In the era of rapid AI development, code generation and AI‑powered operations are becoming standard, but human error still leads to system outages.
1. Frequent online incidents
More than three incidents per week desensitize the team and lead to on‑site debugging, neglecting the importance of restoring the production environment.
2. High proportion of new developers
When over 50% of developers are newcomers and are assigned code changes without sufficient training, they easily introduce unpredictable bugs.
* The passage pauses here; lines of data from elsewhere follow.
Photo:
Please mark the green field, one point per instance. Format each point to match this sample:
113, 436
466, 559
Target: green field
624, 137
3. Core developer turnover
Losing senior core developers and having lower‑level staff take over without detailed handover documentation reduces system stability.
4. Frequent releases
Releasing more than four times a week exhausts development and testing teams, increases operational changes, and raises the probability of errors.
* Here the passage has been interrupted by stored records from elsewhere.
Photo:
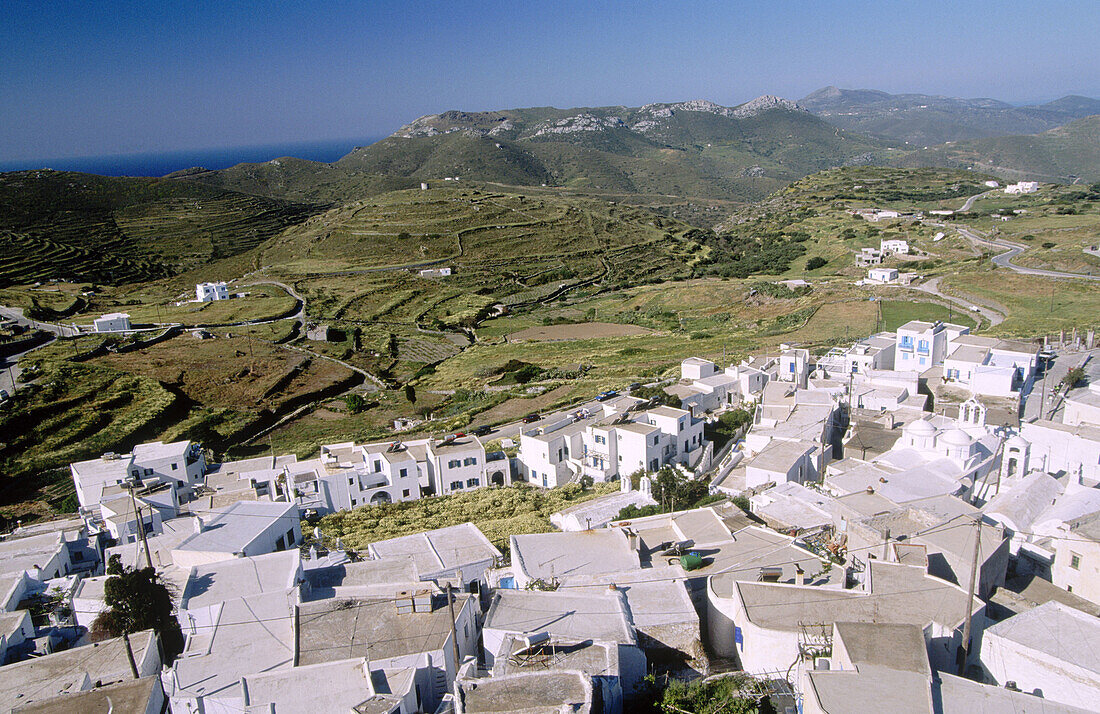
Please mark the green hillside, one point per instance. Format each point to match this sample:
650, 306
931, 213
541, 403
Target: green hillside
81, 227
1067, 154
694, 149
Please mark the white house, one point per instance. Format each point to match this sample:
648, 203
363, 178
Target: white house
869, 354
697, 369
794, 366
868, 256
413, 630
345, 475
990, 366
210, 292
244, 528
74, 671
609, 448
444, 552
179, 463
1022, 187
897, 246
112, 322
1082, 406
921, 345
1048, 649
765, 625
1077, 557
882, 275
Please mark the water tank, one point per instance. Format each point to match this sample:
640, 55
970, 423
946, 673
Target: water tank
691, 561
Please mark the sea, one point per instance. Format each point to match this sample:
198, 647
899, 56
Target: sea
161, 163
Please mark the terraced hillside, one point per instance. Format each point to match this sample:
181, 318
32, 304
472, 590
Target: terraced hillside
80, 227
693, 149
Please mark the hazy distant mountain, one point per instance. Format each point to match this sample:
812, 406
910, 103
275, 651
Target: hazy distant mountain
686, 149
1064, 154
924, 120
5. Excessive overtime due to high change rates
When iteration demand change rates exceed 40%, development teams become confused, code logic becomes chaotic, and system stability is hard to guarantee.
6. Imbalanced developer‑tester ratio
A developer‑to‑tester ratio above 8:1 leads to insufficient test coverage, making bugs harder to detect and fix.
7. Lack of automation tools
Relying on manual operations without DevOps tools, writing ad‑hoc scripts, and lacking double‑check mechanisms easily introduces human errors.
8. Ignoring load testing
Without load‑testing tools, systems can collapse under high concurrency or complex queries, failing to handle traffic spikes.
9. No rollback plan
Deployments without a rollback strategy force teams to push forward despite problems, amplifying issues.
10. Arbitrary online configuration changes
Developers changing production configurations without approval or proper review cause instability.
11. Unstable DBA mood
An emotionally unstable database administrator may make disastrous mistakes, such as accidental data deletion.
12. Explosive business growth
Rapid business expansion without timely architectural optimization overloads the system, leading to crashes.
13. Frequent major version releases
Regularly releasing major versions without an agile development process causes extensive module changes, making issue identification difficult.
14. Neglecting preventive maintenance
Failing to perform regular preventive maintenance and monitoring allows small problems to accumulate into major failures.
15. Not practicing chaos engineering
Without chaos engineering, systems lack resilience to unexpected failures and complex environment changes, resulting in unpredictable faults and performance issues.
Conclusion
These behaviors may seem exaggerated, yet they are common in practice; system outages usually stem from the accumulation of many small issues rather than a single cause. Strengthening testing, optimizing processes, and enhancing team capabilities can effectively prevent similar incidents.